The messy divorce, and the lurid publicity it generated, reportedly figured in McGreevey’s being denied ordination two years ago by the Episcopal Church—to which he’d converted from Catholicism after coming out. He’d gone on to study and receive his master’s in divinity from the General Theological Seminary with the goal of becoming a priest.
“For me, being gay—and the [Catholic] Church had taught—was ‘abominable sin.’ It was worthy of hell,” McGreevey says, explaining why he fled the religion of his Irish-Catholic upbringing. “That’s also what’s sad about me and my friends who are Catholic, whether they’re gay or straight, or straight and divorced. It’s just that religion and faith ought to be a place of support, of nurturing, of transcendence, as opposed to condemnation … In many ways, religion can become paternalistic, regimental, rigid, patriarchal, and be stifling as opposed to ennobling.” As for his ambition to be a priest, “for now,” McGreevey says, “I’ve put that up on the shelf.”
It has been seven years since McGreevey clapped eyes on Australian-born financier Mark O’Donnell at a fundraiser for a nonprofit. It was like-at-first-sight, as O’Donnell recounted during his September 2006 appearance on The Oprah Winfrey Show to promote his boyfriend’s book, The Confession. Now they each wear a golden commitment ring—“His is simpler … not as nice,” McGreevey jokes—and live together in a 17-room Plainfield, N.J., mansion designed by Frederic Law Olmstead, the landscaper of Central Park.
“Mark is a great blessing,” McGreevey says. “‘Somebody has to afford your good works,’ Mark says. He’s incredibly supportive and understanding in my work with the women. Not only by virtue of the stories I bring home, but also hearing the phone calls of the women who are in trouble, the women who relapse, the women who have problems with their children. They call at all hours.” O’Donnell, who is six years younger, seems supremely patient with his famous partner. “If anything,” McGreevey says, “I’d drive him nuts—never the inverse.”
McGreevey and O’Donnell would like the option of marriage, but “we don’t have gay marriage in New Jersey,” McGreevey says—because last February, his friend Chris Christie vetoed the bill that would have legalized same-sex marriage.
“I look forward to the day when marriage is accepted fully,” McGreevey says. “There ought not be gradations of marriage; all persons ought to be treated equally.
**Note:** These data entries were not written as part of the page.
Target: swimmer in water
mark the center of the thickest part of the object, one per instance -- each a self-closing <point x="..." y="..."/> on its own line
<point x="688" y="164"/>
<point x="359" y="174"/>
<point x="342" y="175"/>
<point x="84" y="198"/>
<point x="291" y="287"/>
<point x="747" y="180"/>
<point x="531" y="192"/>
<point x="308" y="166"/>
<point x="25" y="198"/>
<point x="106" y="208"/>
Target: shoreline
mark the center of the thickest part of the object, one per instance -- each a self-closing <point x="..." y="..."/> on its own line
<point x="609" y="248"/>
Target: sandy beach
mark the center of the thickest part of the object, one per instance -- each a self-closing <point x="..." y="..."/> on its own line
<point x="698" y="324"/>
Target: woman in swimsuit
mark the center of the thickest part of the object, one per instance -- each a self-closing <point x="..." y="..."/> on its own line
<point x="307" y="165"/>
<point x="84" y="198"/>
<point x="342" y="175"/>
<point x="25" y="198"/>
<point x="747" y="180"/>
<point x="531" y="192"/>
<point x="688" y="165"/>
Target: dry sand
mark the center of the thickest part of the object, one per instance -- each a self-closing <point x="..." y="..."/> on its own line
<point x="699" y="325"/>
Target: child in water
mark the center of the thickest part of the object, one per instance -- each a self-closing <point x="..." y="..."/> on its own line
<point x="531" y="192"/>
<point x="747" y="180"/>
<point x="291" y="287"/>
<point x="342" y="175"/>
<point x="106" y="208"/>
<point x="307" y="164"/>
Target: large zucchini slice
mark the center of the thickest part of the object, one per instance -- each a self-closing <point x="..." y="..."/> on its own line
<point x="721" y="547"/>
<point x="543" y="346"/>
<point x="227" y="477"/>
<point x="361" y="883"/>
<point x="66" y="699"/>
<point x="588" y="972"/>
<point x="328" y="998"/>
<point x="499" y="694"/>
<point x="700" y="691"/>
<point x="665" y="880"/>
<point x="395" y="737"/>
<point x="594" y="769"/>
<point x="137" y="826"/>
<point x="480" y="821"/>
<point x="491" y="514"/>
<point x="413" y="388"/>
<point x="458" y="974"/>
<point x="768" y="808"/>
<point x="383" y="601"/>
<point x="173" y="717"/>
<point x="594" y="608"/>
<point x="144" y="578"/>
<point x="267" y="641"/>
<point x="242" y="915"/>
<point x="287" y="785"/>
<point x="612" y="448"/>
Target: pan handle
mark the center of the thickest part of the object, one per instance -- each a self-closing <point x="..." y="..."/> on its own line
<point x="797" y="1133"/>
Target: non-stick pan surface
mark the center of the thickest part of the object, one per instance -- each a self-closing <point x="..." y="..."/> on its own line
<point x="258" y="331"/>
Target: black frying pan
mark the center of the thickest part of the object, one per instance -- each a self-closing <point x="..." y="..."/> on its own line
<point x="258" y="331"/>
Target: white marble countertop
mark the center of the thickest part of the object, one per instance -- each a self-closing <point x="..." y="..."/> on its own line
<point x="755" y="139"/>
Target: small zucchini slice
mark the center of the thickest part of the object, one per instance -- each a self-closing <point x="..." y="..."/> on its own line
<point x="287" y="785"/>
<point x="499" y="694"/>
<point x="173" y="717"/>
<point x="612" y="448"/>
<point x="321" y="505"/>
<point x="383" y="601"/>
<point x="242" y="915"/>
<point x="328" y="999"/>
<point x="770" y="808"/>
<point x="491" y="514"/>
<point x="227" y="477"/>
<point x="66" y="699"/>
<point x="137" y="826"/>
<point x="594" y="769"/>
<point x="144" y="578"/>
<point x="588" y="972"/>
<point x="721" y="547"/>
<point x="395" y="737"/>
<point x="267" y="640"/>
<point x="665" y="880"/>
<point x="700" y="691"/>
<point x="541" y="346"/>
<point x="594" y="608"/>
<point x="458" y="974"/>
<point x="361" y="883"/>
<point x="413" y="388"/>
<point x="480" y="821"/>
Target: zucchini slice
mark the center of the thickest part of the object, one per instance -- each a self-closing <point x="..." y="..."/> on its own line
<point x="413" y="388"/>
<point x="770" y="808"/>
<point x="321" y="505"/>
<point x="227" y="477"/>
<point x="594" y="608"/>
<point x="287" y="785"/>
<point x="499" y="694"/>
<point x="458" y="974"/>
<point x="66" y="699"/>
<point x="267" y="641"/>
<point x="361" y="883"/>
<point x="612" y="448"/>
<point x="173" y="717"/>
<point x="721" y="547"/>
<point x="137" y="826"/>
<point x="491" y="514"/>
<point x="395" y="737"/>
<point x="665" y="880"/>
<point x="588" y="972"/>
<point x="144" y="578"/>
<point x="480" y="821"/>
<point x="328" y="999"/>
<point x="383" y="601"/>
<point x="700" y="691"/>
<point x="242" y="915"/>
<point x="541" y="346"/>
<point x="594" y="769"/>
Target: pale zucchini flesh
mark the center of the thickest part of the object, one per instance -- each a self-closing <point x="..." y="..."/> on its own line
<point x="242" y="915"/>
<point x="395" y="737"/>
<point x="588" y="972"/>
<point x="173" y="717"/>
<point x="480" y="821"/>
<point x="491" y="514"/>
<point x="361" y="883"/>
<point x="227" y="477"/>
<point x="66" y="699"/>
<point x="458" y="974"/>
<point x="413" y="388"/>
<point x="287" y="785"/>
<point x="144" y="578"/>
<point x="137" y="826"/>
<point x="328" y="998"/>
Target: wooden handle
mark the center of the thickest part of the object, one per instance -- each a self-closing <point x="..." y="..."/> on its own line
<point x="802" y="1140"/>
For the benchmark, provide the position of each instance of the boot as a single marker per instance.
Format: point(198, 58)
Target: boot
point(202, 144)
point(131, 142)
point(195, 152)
We passed domestic partnership when I was governor [and in the closet]. I was not publicly in favor of gay marriage then … But there can’t be one status for straight America and a lesser status for gay America … My sense is that the public is far ahead of the political class, and especially for the next generation, it’s a yawn. The shelf life of those who would oppose it is diminishing rapidly.”
So, I ask, has he lobbied the governor?
“No,” McGreevey answers. “I’m not involved in politics any longer.”